Pair of elements from a specified array whose sum equals a specific target number

that map value you're seeing is a lookup table and that twoSum method has implemented what's called Dynamic Programming

In Dynamic Programming, you store values of your computations which you can re-use later on to find the solution.

Lets investigate how it works to better understand it:

twoSum([10,20,40,50,60,70], 50)
//I removed one of the duplicate 10s to make the example simpler

In iteration 0:

value is 10. Our target number is 50. When I see the number 10 in index 0, I make a note that if I ever find a 40 (50 - 10 = 40) in this list, then I can find its pair in index 0.

So in our map, 40 points to 0.

In iteration 2:

value is 40. I look at map my map to see I previously found a pair for 40.

map[nums[x]] (which is the same as map[40]) will return 0.
That means I have a pair for 40 at index 0.
0 and 2 make a pair.


Does that make any sense now?

Unlike in your solution where you have 2 nested loops, you can store previously computed values. This will save you processing time, but waste more space in the memory (because the lookup table will be needing the memory)

Also since you're writing this in javascript, your map can be an object instead of an array. It'll also make debugging a lot easier ;)

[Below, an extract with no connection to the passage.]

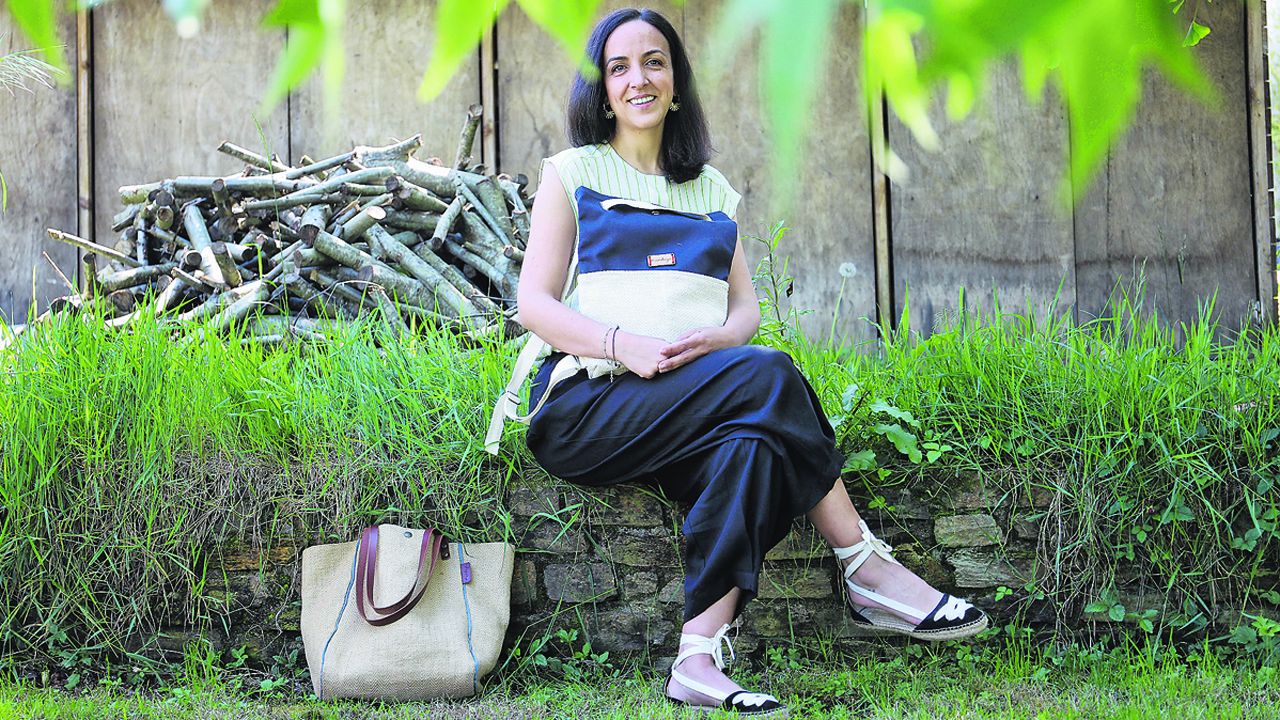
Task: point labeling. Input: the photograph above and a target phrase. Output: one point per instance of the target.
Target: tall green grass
(1157, 449)
(124, 458)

Using HashMap approach using time complexity approx O(n),below is the following code:

let twoSum = (array, sum) => {
    let hashMap = {},
      results = []

        for (let i = 0; i < array.length; i++){
            if (hashMap[array[i]]){
                results.push([hashMap[array[i]], array[i]])
            }else{
                hashMap[sum - array[i]] = array[i];
            }
          }
          return results;
    }
console.log(twoSum([10,20,10,40,50,60,70,30],50));

result:

{[10, 40],[20, 30]}

I think the code is self explanatory ,even if you want help to understand it,let me know.I will be happy enough to for its explanation.

Hope it helps..


Please try the below code. It will give you all the unique pairs whose sum will be equal to the targetSum. It performs the binary search so will be better in performance. The time complexity of this solution is O(NLogN)

((arr,targetSum) => {
    if ((arr && arr.length === 0) || targetSum === undefined) {
        return false;
    } else {
        for (let x = 0; x <=arr.length -1; x++) {
            let partnerInPair = targetSum - arr[x];
            let start = x+1;
            let end = (arr.length) - 2;

             while(start <= end) {
                let mid = parseInt(((start + end)/2));
                if (arr[mid] === partnerInPair) {
                    console.log(`Pairs are ${arr[x]} and ${arr[mid]} `);
                    break;
                } else if(partnerInPair < arr[mid]) {
                    end = mid - 1;
                } else if(partnerInPair > arr[mid]) {
                    start = mid + 1;
                }
             }
        };

    };
})([0,1,2,3,4,5,6,7,8,9], 10)